December 10, 2025
Scene-Referred Workflow is the heart of modern Darktable and distinguishes it massively from programs like Lightroom or older Darktable versions.
1. The Basic Problem: Display-Referred (The Old Way)
In the past (and in many other programs), the image was forced into the screen’s color space (usually sRGB or AdobeRGB) very early in the processing chain.
- The Problem: Camera sensors have a huge dynamic range (very bright to very dark). Screens have a small one.
- If you “compress” the image to the screen range too early (tone mapping), you lose the physical relationship to light. Bright highlights (sun, lamps) are simply cut off at “White” (value 1.0 or 255) (clipping).
- Operations like “increase exposure” or “blur” then often look artificial because the real light information is missing.
2. The Solution: Scene-Referred (The New Way)
In the scene-referred workflow, Darktable treats pixel values as physical light values for as long as possible.

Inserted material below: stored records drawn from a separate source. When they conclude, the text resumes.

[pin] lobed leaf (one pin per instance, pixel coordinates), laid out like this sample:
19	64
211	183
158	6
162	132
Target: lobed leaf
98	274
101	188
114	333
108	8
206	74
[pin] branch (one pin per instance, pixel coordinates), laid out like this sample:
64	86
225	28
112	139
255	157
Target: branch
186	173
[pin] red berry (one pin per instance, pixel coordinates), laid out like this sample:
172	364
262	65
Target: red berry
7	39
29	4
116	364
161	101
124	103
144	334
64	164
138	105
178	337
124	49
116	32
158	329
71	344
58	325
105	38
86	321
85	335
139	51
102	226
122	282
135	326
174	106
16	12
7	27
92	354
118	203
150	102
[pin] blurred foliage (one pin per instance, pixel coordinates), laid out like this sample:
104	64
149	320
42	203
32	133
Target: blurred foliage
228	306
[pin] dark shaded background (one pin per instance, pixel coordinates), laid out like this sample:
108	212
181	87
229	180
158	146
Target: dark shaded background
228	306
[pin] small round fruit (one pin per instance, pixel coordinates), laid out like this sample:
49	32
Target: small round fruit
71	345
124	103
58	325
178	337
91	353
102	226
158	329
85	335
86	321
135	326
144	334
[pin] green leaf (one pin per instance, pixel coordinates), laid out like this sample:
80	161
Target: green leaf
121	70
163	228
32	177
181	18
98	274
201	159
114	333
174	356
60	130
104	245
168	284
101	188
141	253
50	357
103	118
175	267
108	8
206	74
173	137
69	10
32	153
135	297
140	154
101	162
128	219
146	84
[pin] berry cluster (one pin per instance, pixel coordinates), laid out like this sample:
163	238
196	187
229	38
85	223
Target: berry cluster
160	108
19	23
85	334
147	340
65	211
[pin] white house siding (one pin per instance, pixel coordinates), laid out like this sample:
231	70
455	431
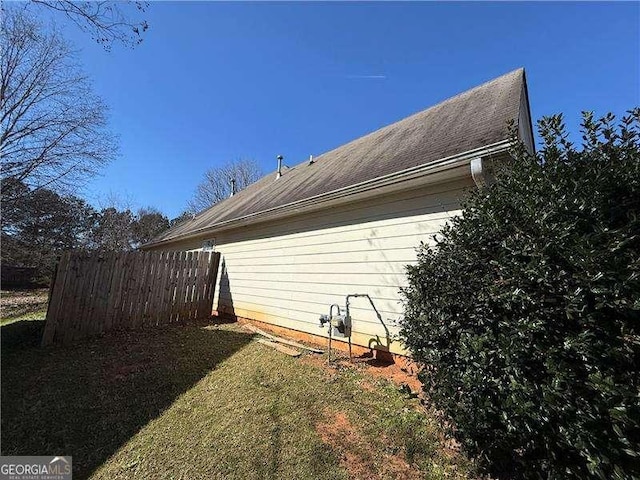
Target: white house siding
288	272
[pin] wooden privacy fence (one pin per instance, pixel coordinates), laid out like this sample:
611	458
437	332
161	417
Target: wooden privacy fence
95	293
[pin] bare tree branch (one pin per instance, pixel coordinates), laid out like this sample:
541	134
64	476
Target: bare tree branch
216	185
106	22
52	126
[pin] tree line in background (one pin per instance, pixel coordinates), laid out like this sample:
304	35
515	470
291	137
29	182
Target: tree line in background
44	223
54	137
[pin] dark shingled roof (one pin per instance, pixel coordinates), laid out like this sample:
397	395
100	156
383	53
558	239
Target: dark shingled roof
470	120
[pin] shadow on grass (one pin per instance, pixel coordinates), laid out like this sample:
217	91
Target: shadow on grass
87	400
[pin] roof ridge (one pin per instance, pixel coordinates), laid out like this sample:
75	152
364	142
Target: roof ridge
466	121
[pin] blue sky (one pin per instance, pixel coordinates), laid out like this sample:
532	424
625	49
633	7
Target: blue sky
219	81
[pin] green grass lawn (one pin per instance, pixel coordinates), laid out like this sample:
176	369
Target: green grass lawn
16	305
207	401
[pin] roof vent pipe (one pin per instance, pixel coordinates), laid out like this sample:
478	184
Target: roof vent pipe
232	181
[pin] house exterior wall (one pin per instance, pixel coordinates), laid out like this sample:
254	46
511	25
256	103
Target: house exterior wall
288	272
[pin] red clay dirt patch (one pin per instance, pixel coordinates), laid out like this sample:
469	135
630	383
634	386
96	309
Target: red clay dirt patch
393	372
400	370
355	454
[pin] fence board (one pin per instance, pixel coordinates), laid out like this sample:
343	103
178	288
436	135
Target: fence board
93	294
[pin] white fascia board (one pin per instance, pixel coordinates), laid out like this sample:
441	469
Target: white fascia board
447	169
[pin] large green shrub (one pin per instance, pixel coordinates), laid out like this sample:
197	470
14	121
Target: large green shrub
526	311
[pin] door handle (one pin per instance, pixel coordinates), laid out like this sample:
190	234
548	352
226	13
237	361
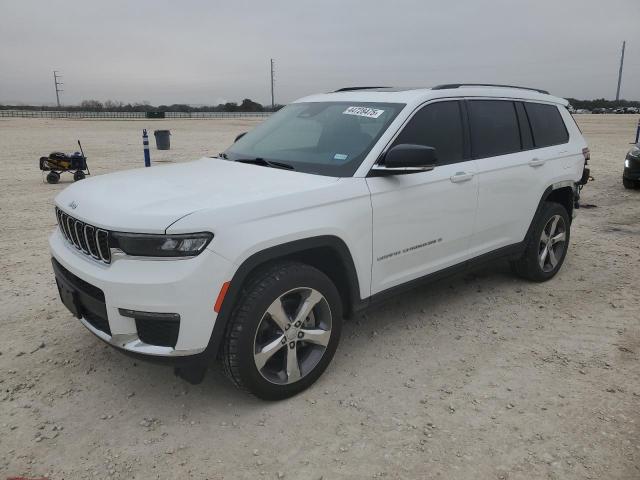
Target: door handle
461	177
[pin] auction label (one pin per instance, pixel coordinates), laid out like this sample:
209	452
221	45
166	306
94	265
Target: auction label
363	112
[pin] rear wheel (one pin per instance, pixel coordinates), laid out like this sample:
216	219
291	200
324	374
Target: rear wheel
53	177
284	332
547	246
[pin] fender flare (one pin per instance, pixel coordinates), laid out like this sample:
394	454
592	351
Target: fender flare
543	198
271	254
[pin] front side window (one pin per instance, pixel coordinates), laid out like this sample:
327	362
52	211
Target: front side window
494	128
325	138
546	124
437	125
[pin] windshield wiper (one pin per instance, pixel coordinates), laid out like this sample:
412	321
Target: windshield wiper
265	163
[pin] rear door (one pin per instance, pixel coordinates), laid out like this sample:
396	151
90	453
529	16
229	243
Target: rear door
422	222
515	164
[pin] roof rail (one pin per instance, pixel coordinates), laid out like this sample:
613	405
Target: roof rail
350	89
447	86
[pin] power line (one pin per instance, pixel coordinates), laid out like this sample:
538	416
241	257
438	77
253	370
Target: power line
620	71
57	83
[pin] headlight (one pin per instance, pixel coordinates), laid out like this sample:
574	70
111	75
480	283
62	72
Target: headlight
151	245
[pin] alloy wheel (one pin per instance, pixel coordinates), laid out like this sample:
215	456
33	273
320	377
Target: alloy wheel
292	336
552	243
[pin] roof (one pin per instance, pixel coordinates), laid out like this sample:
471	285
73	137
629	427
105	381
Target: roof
418	95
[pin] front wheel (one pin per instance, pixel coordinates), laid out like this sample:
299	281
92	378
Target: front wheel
547	246
284	331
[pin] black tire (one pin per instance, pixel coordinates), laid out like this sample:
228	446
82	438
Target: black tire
241	338
53	177
629	184
529	264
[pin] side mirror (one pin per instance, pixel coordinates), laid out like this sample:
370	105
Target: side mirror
407	158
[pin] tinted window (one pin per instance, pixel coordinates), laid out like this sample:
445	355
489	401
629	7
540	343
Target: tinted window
494	128
437	125
546	124
525	128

- Unlimited Space: There is no upper limit at “White”. A pixel can have the value 1.0 (white), but also 10.0 or 100.0 (much brighter than white, e.g., the sun).
- Physics: Modules like Exposure, Color Calibration, or Filmic RGB / Sigmoid work linearly. This means if you double the exposure, the numerical value simply doubles. This corresponds exactly to what happens when you make the light brighter in reality.

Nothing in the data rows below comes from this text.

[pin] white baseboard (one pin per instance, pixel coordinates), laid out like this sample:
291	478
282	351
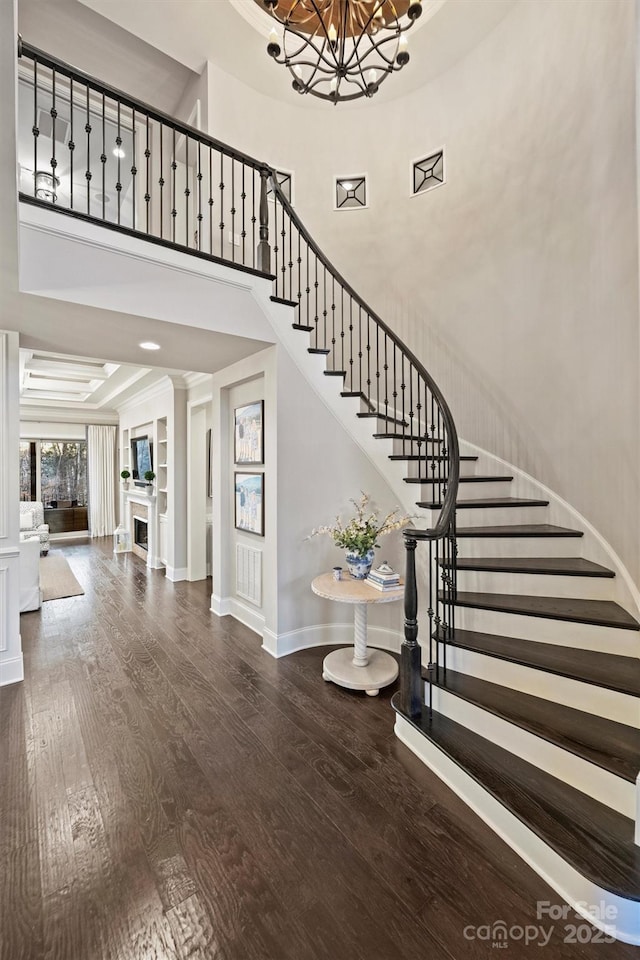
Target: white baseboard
324	635
232	607
575	889
11	670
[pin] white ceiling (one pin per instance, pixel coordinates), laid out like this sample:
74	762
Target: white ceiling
80	383
181	35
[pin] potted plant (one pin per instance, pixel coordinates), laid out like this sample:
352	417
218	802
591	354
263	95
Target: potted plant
359	535
149	477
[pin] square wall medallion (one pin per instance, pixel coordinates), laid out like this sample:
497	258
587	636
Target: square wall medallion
428	173
285	182
351	193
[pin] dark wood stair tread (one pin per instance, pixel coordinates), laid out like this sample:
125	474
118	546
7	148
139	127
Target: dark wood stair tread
381	416
607	670
519	530
607	744
285	301
359	395
422	456
495	479
405	436
596	840
488	503
604	613
547	566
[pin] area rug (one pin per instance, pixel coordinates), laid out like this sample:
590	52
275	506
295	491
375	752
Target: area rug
57	580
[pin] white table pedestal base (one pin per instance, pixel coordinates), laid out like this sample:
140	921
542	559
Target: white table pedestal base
380	671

- Late Tone Mapping: Only at the very end of the “pixel pipe” (processing chain) is the image “translated” for your monitor. This is done by modules like Filmic RGB or Sigmoid. They take this huge dynamic range and elegantly squeeze it into the range your monitor can display.

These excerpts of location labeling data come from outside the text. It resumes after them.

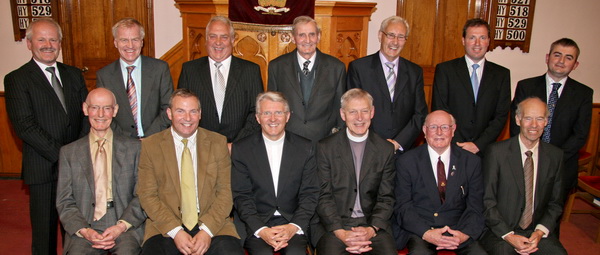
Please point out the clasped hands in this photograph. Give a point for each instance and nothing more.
(278, 236)
(106, 240)
(357, 239)
(445, 242)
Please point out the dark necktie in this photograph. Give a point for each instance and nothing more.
(57, 87)
(527, 215)
(441, 179)
(551, 106)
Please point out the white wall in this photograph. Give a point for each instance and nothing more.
(553, 19)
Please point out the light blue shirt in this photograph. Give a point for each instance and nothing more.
(137, 80)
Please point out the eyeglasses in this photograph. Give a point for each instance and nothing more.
(393, 36)
(276, 113)
(444, 128)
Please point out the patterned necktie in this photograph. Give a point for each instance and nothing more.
(391, 79)
(132, 95)
(100, 180)
(551, 105)
(220, 89)
(475, 81)
(57, 87)
(305, 67)
(188, 189)
(527, 215)
(441, 179)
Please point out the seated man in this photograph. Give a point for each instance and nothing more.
(274, 181)
(356, 168)
(439, 193)
(519, 173)
(185, 186)
(97, 176)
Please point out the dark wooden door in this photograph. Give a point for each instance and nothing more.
(87, 36)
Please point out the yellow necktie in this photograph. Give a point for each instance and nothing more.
(188, 189)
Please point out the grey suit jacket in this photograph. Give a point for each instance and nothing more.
(317, 119)
(339, 181)
(504, 196)
(157, 87)
(75, 192)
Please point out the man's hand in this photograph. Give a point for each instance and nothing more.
(396, 144)
(469, 146)
(436, 237)
(522, 244)
(184, 242)
(201, 242)
(96, 239)
(355, 240)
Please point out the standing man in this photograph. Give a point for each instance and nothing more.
(43, 101)
(569, 103)
(312, 82)
(356, 168)
(439, 193)
(141, 84)
(523, 196)
(274, 181)
(475, 91)
(185, 186)
(227, 85)
(97, 175)
(396, 85)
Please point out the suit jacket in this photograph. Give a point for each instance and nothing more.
(317, 119)
(338, 181)
(570, 122)
(244, 83)
(252, 182)
(504, 196)
(39, 119)
(403, 118)
(75, 192)
(157, 87)
(481, 122)
(418, 207)
(159, 186)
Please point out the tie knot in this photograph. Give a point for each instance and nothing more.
(556, 85)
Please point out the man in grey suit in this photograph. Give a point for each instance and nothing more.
(96, 197)
(523, 197)
(227, 86)
(356, 168)
(43, 102)
(141, 84)
(312, 82)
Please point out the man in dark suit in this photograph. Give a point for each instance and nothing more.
(97, 175)
(185, 186)
(356, 168)
(312, 82)
(227, 85)
(475, 91)
(439, 193)
(569, 123)
(396, 85)
(43, 101)
(141, 84)
(523, 197)
(274, 181)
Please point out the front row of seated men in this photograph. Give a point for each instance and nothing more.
(437, 196)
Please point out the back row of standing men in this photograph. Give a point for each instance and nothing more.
(44, 106)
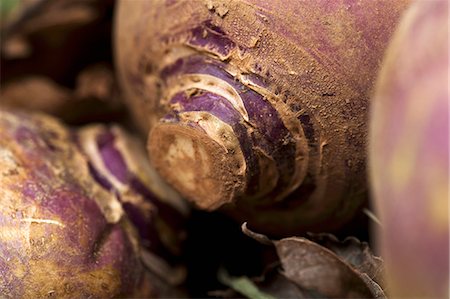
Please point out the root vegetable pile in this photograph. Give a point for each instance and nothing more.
(409, 153)
(224, 149)
(258, 106)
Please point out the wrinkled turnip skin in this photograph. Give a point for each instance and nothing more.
(409, 154)
(61, 234)
(314, 62)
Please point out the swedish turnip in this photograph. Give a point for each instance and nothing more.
(409, 154)
(257, 103)
(62, 232)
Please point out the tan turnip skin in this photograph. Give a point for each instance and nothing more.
(409, 154)
(69, 228)
(294, 77)
(60, 234)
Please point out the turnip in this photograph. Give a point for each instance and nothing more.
(261, 104)
(409, 154)
(62, 233)
(157, 211)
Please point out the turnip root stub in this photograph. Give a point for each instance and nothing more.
(257, 107)
(409, 154)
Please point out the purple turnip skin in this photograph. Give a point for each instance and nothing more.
(285, 143)
(156, 210)
(61, 234)
(409, 154)
(79, 218)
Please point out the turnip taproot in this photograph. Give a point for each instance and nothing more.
(62, 233)
(409, 154)
(249, 102)
(156, 210)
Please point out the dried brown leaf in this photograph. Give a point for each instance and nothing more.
(313, 267)
(354, 252)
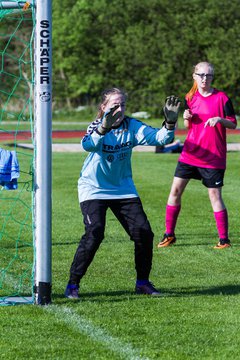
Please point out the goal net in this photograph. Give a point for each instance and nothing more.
(18, 153)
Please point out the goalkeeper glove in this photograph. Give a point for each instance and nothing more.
(108, 120)
(171, 110)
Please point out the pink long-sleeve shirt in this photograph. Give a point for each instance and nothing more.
(206, 146)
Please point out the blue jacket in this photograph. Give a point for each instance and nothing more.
(107, 171)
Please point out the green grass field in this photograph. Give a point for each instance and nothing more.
(198, 316)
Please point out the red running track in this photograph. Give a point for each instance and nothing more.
(70, 134)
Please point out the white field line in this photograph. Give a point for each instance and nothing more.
(86, 327)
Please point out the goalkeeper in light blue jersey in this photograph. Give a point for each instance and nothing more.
(106, 183)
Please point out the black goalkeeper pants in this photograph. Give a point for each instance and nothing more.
(131, 215)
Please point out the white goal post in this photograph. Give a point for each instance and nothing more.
(42, 145)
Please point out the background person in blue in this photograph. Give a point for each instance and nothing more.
(106, 182)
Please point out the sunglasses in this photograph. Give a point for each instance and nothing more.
(202, 76)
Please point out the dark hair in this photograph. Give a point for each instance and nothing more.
(106, 94)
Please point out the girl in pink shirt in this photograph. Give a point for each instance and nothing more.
(208, 112)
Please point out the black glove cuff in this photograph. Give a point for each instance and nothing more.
(168, 126)
(104, 130)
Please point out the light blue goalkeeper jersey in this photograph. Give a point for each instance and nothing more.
(107, 171)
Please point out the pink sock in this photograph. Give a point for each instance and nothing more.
(171, 218)
(221, 218)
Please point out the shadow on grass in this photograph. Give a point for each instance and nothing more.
(215, 290)
(118, 296)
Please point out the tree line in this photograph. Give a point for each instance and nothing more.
(147, 47)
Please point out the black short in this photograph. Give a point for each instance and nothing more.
(211, 178)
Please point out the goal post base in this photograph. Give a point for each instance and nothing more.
(43, 293)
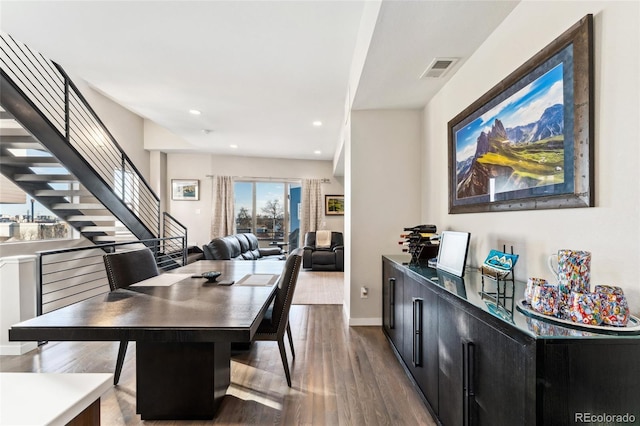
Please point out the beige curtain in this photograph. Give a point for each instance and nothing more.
(312, 206)
(222, 220)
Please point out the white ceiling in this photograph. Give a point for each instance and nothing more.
(259, 71)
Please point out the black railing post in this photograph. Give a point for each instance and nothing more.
(67, 120)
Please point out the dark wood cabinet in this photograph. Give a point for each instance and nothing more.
(420, 349)
(392, 297)
(476, 366)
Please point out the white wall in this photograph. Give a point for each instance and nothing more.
(196, 215)
(611, 230)
(384, 172)
(128, 130)
(125, 126)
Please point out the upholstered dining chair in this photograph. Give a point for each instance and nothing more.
(124, 269)
(276, 320)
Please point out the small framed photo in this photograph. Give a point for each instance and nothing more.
(334, 205)
(185, 189)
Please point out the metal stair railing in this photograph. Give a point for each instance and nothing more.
(49, 88)
(171, 230)
(68, 276)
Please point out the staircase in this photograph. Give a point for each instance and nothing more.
(26, 162)
(55, 148)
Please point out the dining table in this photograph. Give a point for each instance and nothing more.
(183, 326)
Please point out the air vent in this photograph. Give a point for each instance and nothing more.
(439, 67)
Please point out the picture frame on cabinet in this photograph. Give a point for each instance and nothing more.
(527, 143)
(185, 189)
(334, 205)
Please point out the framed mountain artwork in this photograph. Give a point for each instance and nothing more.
(528, 143)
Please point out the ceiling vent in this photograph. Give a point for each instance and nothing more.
(439, 67)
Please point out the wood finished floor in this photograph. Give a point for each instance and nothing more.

Why is this important for you?
- HDR Handling: You can rescue highlights that would have simply burned out in the old workflow because the information “brighter than white” is preserved until AgX (Filmic or Sigmoid) makes it visible again.
- More Natural Colors: Since colors are mixed physically correctly, there are fewer strange color shifts (e.g., a blue sky doesn’t suddenly turn gray or purple when darkened).
- Module Order: In Darktable, the order is fixed (from bottom to top).
- Bottom (Raw): Physical corrections (Exposure, White Balance).
- Middle: Creative adjustments.
- Top: Transformation to the screen AgX (Filmic/Sigmoid).
Quick Guide for the Workflow
When you open a RAW, Darktable automatically does the following in modern mode:
- Exposure: Raises the brightness so that the midtones (the main subject) are correctly exposed. Highlights are allowed to burn out (have values over 1.0).
- Color Calibration: Takes care of white balance (CAT).
- AgX (Filmic RGB or Sigmoid): This is the “compressor”. It brings back the blown-out highlights (values > 1.0) and ensures that the black is crisp.
Your Job:
You only adjust the brightness of your main subject in the Exposure module. Ignore if the sky burns out. You fix that afterwards in the AgX (Filmic RGB or Sigmoid) module (adjust “White Point” or “Recovery” there).
In summary: Scene-Referred simulates real light until the very last moment, while Display-Referred pretends the image is already a finished photo on paper.